Picks and Pans Review: Titanic: Anatomy of a Disaster

UPDATED 04/14/1997 at 01:00 AM EDT Originally published 04/14/1997 at 01:00 AM EDT

Discovery Channel (Sun., April 13, 9 p.m. ET)

B-

Man the lifeboats! Eighty-five years after it hit bottom on its maiden voyage, the Titanic is on a multimedia roll. Last fall it was a CBS miniseries. Getting ready for Broadway, a musical. And, coming this summer, a megamovie.

Let others exploit the catastrophe for spectacle or soap opera. This two-hour program, which covers an August 1996 scientific expedition to the North Atlantic site of the sinking, sponsored in part by the cable network, concentrates on such technical questions as whether the ship's hull began admitting water through one huge gash caused by an iceberg or a series of small holes.
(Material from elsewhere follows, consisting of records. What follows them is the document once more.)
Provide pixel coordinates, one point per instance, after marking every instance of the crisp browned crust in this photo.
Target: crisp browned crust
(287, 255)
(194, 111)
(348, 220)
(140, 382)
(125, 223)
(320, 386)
If you were hoping for startling new evidence suggesting that the infamous berg was planted by terrorists—or a rival shipping line—you'll find the nautical investigation awfully dry, despite Martin Sheen's excited narration. But if you're a Titanic buff, you'll be fascinated by the deep-ocean photography, the sonar imaging, the computer modeling—even the stuff about iron-eating bacteria snacking on the wreckage. And when it shows archeologists painstakingly restoring ceramic figurines, the ship's whistles and passengers' personal effects for exhibit around the world, Titanic finally finds time for the human element.